[linux-lvm] Snapshots and disk re-use

Les Mikesell lesmikesell at gmail.com
Wed Feb 23 20:03:35 UTC 2011

On 2/23/2011 1:39 PM, Stuart D. Gathman wrote:
> On Wed, 23 Feb 2011, Les Mikesell wrote:
>>>> Actually, if you never (or rarely) write to the origin, lots of snapshots
>>>> should be fine.
>>>> But every write to the origin will first copy the
>>>> original origin data to every snapshot.
>>> Why would origin data be copied over to the snapshot after the snapshot
>>> has been created? Surely the point of a snapshot is to have "frozen" data?
>> Yes, is the way this actually works explained somewhere?  I would have
>> expected the 'copy-on-write' blocks to be copied only on the side where the
>> write is happening and relocated instead of rewriting all the snapshots that
>> might be outstanding with the old data.
> It should be obvious when you think about it.

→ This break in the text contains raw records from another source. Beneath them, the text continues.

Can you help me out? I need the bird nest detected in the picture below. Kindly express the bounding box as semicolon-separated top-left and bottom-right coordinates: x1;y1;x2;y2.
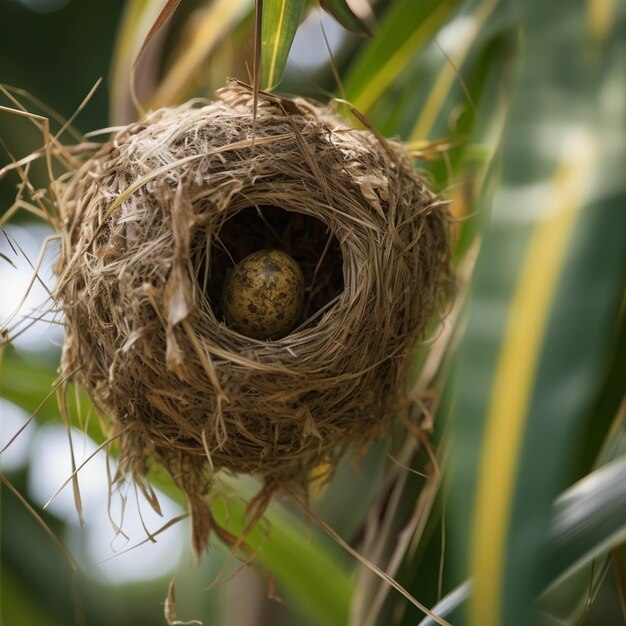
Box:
55;85;449;551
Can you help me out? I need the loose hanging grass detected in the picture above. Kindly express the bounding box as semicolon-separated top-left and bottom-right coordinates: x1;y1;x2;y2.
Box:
7;84;450;554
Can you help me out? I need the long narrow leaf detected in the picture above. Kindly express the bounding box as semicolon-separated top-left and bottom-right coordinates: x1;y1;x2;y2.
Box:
261;0;306;90
320;0;372;36
418;580;472;626
545;456;626;584
345;0;459;114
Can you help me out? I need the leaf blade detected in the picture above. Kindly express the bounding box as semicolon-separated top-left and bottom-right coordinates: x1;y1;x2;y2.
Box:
320;0;372;37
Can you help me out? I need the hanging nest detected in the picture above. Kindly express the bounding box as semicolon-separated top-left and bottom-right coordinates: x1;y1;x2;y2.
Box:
55;85;449;551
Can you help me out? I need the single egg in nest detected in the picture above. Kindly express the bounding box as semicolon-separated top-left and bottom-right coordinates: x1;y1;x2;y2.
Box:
222;250;304;339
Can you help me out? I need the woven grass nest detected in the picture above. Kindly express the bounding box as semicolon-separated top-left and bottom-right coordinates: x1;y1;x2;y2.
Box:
55;84;449;552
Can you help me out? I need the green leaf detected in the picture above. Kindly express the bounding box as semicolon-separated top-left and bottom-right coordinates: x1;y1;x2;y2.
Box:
320;0;372;37
261;0;306;90
345;0;459;115
213;488;354;626
451;1;626;626
417;580;472;626
543;456;626;585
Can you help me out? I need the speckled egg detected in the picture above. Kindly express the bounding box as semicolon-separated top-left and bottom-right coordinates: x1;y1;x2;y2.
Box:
221;250;304;339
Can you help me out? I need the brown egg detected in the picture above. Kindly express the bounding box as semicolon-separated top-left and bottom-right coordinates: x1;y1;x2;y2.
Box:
221;250;304;339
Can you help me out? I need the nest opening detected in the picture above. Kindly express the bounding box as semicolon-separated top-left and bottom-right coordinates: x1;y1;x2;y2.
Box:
204;205;344;329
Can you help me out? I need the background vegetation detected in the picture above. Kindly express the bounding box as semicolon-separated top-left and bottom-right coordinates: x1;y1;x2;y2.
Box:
0;0;626;626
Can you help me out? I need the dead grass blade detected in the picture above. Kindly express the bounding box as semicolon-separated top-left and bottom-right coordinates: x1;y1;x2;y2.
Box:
0;473;78;572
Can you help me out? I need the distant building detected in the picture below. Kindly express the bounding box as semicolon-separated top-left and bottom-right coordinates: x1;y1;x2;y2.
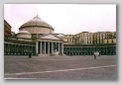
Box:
4;15;116;56
93;32;105;44
104;32;116;44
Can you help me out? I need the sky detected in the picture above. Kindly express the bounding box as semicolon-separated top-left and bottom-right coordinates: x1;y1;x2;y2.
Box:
4;4;116;34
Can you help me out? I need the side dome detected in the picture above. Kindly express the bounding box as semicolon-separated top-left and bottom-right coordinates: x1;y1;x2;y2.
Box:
19;15;54;34
17;30;31;38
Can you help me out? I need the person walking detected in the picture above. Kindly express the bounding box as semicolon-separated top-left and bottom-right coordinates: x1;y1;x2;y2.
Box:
29;53;32;58
94;52;97;60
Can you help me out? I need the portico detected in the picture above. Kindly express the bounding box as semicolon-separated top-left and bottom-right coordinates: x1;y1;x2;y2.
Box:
36;34;64;56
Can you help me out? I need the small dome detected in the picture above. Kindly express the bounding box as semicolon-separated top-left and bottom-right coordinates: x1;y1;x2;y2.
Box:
19;15;54;30
57;34;65;37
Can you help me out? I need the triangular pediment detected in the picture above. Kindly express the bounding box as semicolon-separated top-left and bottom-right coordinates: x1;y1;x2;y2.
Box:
41;34;60;40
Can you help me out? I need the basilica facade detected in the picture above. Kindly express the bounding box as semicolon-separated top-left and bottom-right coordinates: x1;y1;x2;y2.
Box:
4;15;116;56
4;15;64;56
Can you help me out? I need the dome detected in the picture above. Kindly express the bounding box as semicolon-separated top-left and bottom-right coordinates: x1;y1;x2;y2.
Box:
18;30;30;34
19;15;54;30
17;30;31;38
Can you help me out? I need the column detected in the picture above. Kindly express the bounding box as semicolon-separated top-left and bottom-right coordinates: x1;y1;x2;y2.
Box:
40;42;42;54
44;42;46;54
48;42;50;54
61;43;64;55
58;43;61;54
36;41;38;54
51;42;53;54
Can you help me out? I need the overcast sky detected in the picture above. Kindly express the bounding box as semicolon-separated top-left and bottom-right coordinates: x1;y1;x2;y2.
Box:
4;4;116;34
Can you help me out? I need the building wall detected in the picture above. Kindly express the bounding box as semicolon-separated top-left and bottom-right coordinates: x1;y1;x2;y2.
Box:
64;44;116;56
4;39;36;55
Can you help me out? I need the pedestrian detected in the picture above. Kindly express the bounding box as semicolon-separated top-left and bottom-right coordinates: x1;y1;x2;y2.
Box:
29;53;31;58
94;52;96;59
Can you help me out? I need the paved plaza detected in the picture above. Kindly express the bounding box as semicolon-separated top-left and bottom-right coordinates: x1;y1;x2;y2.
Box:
4;56;117;80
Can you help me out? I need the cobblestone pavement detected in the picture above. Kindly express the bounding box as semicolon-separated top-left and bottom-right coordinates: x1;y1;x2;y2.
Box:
4;56;117;80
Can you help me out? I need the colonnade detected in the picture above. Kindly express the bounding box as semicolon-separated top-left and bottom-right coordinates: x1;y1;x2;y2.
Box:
36;41;64;55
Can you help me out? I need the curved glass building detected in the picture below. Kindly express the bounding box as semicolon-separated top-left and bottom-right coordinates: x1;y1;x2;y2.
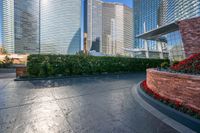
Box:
3;0;82;54
134;0;200;60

Well, maybe if you've never used a NetApp.  They seem to make a big deal 
out of only writing once.

> You go to write to the origin,
> to a block you've never written to since creating the snapshot.  Where
> are you going to save that original data?  Why in the *-cow LV of course.
> The origin and snapshot LVs do not have data of their own.  The
> origin data is in *-real, and new writes to the origin first read *-real,
> write *-cow, then finally do the new write to *-real.  This read-write-write
> cycle is tolerable for a single snapshot, but quickly gets out of hand
> with multiple snapshots.

Which is why re-writing stuff that was already correct and not being 
modified doesn't make much sense.

> Writes to the snapshot, on the other hand, simply write to the *-cow with
> some mapping, no need to update the origin.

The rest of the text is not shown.